L’opération a commencé le dimanche 23 avril par l’usage de pas moins de 650 grenades lacrymogènes, 85 grenades de désencerclement, 60 tirs de lanceurs de balles de défense (LBD) contre « une centaine d’assaillants armés de machette » selon le rapport de la CRS 8, force maîtresse de l’opération. Les CRS ont ouvert le feu à douze reprises à balles réelles visant le sol.

Ce déferlement de violences policières cible l’ensemble de la population pauvre de Mayotte, les jeunes des quartiers pauvres de l’île, mahorais tout autant qu’immigrés comoriens. Le gouvernement et les autorités locales justifient cette violence par des discours xénophobes, racistes contre les immigrés désignés comme bouc-émissaires responsables de tous les maux de l’île.

Le 1er vice-président du Département de Mayotte, Salime Mdéré, a été jusqu’à déclarer lors du JT de Mayotte à propos des jeunes immigrés : « Je refuse de les appeler des gamins, ce sont des délinquants, des terroristes des voyous. A un moment donné il faut peut-être en tuer ». Un appel au meurtre qui justifie par avance les drames inévitables de ce déferlement de haine et de violence en rabaissant les migrants et les pauvres à une sous-humanité.

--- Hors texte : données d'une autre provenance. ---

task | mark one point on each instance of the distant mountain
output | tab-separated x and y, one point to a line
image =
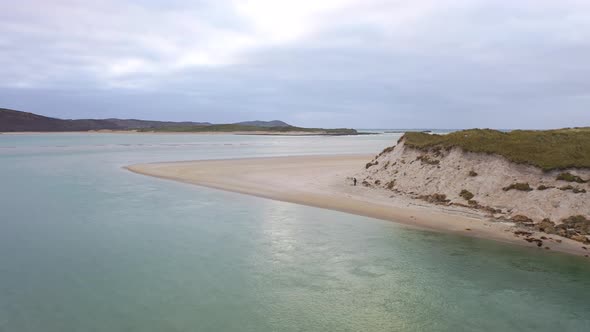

La droite et l’extrême droite se lâchent en oubliant que c’est la France qui a colonisé les Comores puis, au moment de leur indépendance, a gardé Mayotte sous sa tutelle grâce à un référendum manipulé et malgré la désapprobation de l’ONU. Les habitants des autres îles des Comores sont ainsi devenus des étrangers à Mayotte alors que les uns et les autres forment un même peuple. La France y a gardé le pouvoir et, aujourd’hui, prétend expulser des migrants accusés d’être des étrangers parmi les leurs dans une île qui fait partie de l’archipel des Comores.

Cette absurdité dramatique est à l’image de l’absurdité de la colonisation qui est responsable de la misère qui frappe l’ensemble de la population des Comores dont Mayotte où près de 80 % de la population vit sous le seuil de pauvreté. La population y est laissée à l’abandon par un pouvoir colonial qui ne se soucie que de ses propres intérêts dans l’Océan indien. C’est bien cette misère qui nourrit les bandes armées violentes vivant du racket et du vol. La responsabilité en revient à l’État français indifférent aux souffrances de la population et qui, comme chaque fois qu’il perd le contrôle d’une situation dramatique que sa propre politique a engendrée, fait donner ses sbires contre les plus démunis et vulnérables. Les mêmes voudraient justifier leur guerre en Ukraine au nom des droits des peuples !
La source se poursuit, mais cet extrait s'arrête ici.